5 …объединять лирические стихотворения в циклы, а эти последние в книги.-- Кузмин, очевидно, имеет в виду сложную циклическую структуру книги, отвечающую задачам, заявленным В. Я. Брюсовым (упомянутого в конце рецензии, в ее заключительной коде) в предисловии к книге «Urbi et Orbi» (1903): «Книга стихов должна быть не случайным сборником разнородных стих-ний, а именно книгой, замкнутым целым объединенным единой мыслью» (Брюсов В. Я. Собр. соч: В 7 т. Т. I. С. 604—605).
6 Конечно, можно сослаться на «Canzoniere» Петрарки…-- Знаменитый сборник Франческо Петрарки (1304—1374) «Canzoniere», переводившийся ВИ и несомненно повлиявший на его собственное творчество, Кузмин упоминает здесь как образец классического совершенства (в области сонетной формы), как поэтическую «книгу книг». О значении сонета в творчестве ВИ см.: Шишкин А. Сонеты Вяч. Иванова в русской и европейской сонетной традиции (Иванов. Ave Roma. С. 85-91. [Электронный ресурс] URL: http://www.v-ivanov.it/averoma/ivanovssonets.htm). О роли сонетной формы в творчестве самого Кузмина, назвавшего свой музыкальный сборник 1903 г. «Canzoniere» (как бы в подражание Петрарке), см.: Дмитриев П. В. Неузнанный Ронсар: Несколько наблюдений над сонетами М. Кузмина // Alexandro Il’usino septuagenario oblata. M.: Новое издательство, 2011. С. 96-104.

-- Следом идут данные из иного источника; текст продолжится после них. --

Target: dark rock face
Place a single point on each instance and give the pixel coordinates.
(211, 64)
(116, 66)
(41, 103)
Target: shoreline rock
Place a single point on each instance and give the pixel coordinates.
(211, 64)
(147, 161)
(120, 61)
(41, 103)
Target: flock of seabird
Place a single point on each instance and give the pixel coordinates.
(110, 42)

7 Цельность может сохранить лишь цикл, написанный залпом <…> или поддерживается она <…> внешним намеком на фабулу, единством формы <…> и приемов.-- «Эрос» действительно был написан в течение двух осенних месяцев 1907 г. и в том же году вышел в издательстве «Оры» отдельной книгой (III, 743). Цикл «Золотые завесы» в окончательной редакции состоит из 16 стих-ний, написанных в форме сонета (ранее он публиковался в составе 17 сонетов) и обладает единством развития лирической темы и лирического сюжета.

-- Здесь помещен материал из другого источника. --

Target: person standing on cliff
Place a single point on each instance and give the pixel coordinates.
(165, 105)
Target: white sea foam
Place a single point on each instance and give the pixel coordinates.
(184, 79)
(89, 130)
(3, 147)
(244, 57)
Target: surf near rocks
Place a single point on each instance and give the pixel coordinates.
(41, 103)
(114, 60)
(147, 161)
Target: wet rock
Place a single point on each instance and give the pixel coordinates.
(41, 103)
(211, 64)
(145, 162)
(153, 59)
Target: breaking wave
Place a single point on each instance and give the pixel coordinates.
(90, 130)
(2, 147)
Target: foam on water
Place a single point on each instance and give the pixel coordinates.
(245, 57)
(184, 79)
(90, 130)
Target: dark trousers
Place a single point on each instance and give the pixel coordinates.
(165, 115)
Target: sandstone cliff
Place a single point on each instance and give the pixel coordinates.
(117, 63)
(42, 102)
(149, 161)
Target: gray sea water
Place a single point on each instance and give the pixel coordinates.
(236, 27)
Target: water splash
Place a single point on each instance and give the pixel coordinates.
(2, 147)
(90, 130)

8 …диалектичны сонеты Шекспира, Петрарки и ранние итальянцы.-- Сонет считается поэтической диалектической формой, так как его композиция развивается по схеме: тезис-антитезис-синтез.
9 …вроде канцоны Кавальканти…-- Имеется в виду одна из канцон («Donna me prega…») — своеобразный поэтический трактат в 75 строках, посвященный философии любви, поэта Гвидо Кавальканти (1250—1300), современника и соперника Данте, одного из создателей «сладостного нового стиля» (dolce stil nuovo). Канцона вызывает ассоциации с философским трактатом, так как ее тема — онтология и феноменология любви (см.: Хлодовский Р. И. Предвозникновение и поэзия «Сладостного нового стиля» // История всемирной литературы: В 9 т. Т. 3. М.: Наука, 1985. С. 54-55).
10 …род краткого изъяснения.-- Имеется в виду «Примечание к поэме „Сон Мелампа“» («Cor ardens», 105). В печ. тексте название поэмы ВИ набрано с опечаткой.
11 …отдельных скачков…-- В рукописи: отдаленных.
12 …как бы не отпуская…-- В рукописи: не опуская.
13 «Lieder ohne Worte» — «Песни без слов» (нем.) — популярные фортепианные пьесы Ф. Мендельсона. Весь пассаж построен на противопоставлении «доходчивости» музыки Мендельсона «трудностям» восприятия Баха, являющегося традиционно символом абсолютной вершины в истории мировой музыки.
14 …и слишком русский…-- В опубл. тексте с опечаткой — слишком русской.
15 Неоднократно указывалось просто на неудобочитаемость многих строчек Вяч. Иванова…-- Например, цитирующиеся строчки из стих-ния «Суд огня» как раз стали объектом пародии. Ср., напр.: Сто очков архивной крысе! / Кинув вирши в Петроград, / Зрю, — их чтец, понять потщися, / Рвет власы Удельных врат. / Смысел лишь поймет Лександра, / Се пииты лепный дар. / «Стелет недругу Кассандра / Рока сеть о мрежи кар» (Евг. П-т-к-н. Старые знакомые: Альманах «Острова»: Вяч. Иванов // Бирж. вед. Утр. вып. СПб., 1909. № 11117. 21 мая. С. 6).
16 …Стелет недругу Кассандра / Рока сеть и мрежи кар… — Цитата из поэмы «Суд огня» (из первой книги «Cor ardens»).
17 …Еще окрылиться робело <…> Блеск изумруда.-- Цитата из стих-ния ВИ «Покров» упомянутого Кузьминым цикла «Повечерие» (II, 280).
18 …"Сердце, стань! / Сердце, стань!".-- Рефрен из открывающего книгу посвятительного стих-ния «Мэнада».
19 …бег белых коней, которые станут…-- В опубл. тексте с опечаткой — которые стонут с нежным ржанием.